Le Premier ministre britannique, Boris Johnson, et la présidente de la Commission européenne, Ursula von der Leyen, se sont donnés jusqu’à dimanche pour conclure un accord commercial post-Brexit ou ouvrir la voie à un départ du Royaume-Uni de l’UE sans accord, apprend-t-on d’une source à Downing Street.

Cette décision est annoncée à l’issue d’un dîner de trois heures ayant réuni les deux dirigeants pour sortir de l’impasse sur le Brexit.

M. Johnon et Mme von der Leyen ont eu une “discussion franche” et constaté qu'”un écart important” subsiste toujours entre Londres et Bruxelles, rapporte la même source.

Les deux dirigeants ont convenu de poursuivre les négociations dans les jours qui suivent à condition de parvenir à une résolution dans les prochaines 72 heures, a-t-on souligné, notant que le Premier ministre britannique “ne veut laisser aucune voie non explorée pour aboutir à accord”.

M. Johnson est arrivé à la Commission européenne aux alentours de 20H00 (19H00 GMT). Il s’est d’abord entretenu en tête-à-tête avec Mme von der Leyen, avant de dîner en présence d’une dizaine de convives, dont les négociateurs britannique, David Frost, et européen, Michel Barnier.

Cette rencontre au sommet est intervenue à trois semaines à peine de la rupture définitive entre Londres et l’Union européenne, après des mois de pourparlers sans progrès et face à la menace accrue d’un échec aux lourdes conséquences économiques pour les deux parties.

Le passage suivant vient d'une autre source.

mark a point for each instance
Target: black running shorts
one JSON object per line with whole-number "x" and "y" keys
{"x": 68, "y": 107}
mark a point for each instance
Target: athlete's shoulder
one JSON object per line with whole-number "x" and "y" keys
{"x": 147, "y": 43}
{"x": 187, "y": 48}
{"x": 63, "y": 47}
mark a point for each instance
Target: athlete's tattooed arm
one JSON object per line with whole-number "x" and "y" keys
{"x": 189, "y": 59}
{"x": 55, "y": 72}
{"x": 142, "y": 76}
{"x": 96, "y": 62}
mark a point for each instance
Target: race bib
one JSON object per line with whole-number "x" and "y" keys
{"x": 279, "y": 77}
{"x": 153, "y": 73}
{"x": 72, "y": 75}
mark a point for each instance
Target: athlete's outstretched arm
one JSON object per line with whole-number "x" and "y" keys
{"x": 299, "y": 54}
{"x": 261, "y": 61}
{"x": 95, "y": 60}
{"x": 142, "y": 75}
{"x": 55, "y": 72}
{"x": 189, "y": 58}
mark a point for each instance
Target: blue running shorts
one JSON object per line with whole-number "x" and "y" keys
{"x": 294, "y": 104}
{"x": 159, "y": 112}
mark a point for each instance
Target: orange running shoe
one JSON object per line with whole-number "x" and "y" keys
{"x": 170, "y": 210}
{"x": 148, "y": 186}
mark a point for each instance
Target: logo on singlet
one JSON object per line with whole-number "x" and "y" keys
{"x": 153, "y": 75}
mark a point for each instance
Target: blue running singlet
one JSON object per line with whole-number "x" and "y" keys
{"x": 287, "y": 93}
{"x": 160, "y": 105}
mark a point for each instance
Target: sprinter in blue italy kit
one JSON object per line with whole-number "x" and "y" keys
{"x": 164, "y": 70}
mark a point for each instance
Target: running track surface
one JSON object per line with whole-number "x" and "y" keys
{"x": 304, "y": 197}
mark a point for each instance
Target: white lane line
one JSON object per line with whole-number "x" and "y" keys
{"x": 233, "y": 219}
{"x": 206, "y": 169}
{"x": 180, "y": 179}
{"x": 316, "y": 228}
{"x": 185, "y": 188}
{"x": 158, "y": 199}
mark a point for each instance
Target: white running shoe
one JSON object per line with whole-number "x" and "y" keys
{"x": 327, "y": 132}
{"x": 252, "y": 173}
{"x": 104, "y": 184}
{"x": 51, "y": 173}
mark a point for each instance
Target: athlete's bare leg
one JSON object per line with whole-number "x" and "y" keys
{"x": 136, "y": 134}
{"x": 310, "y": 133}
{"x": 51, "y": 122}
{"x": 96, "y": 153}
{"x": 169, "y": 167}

Le Royaume-Uni a formellement quitté l’Union européenne le 31 janvier 2020, quatre ans après un référendum historique marquant la fin de 47 ans de mariage sans amour. Le pays reste toutefois régi par la réglementation européenne jusqu’à fin décembre, en attendant que les deux parties parviennent à un accord de libre-échange.

Faute de compromis, les échanges entre l’UE et le Royaume-Uni seraient régis par les règles de l’Organisation mondiale du commerce (OMC), érigeant de nouvelles barrières commerciales et causant d’importants coûts pour les entreprises importatrices des deux côtés et des retards aux frontières.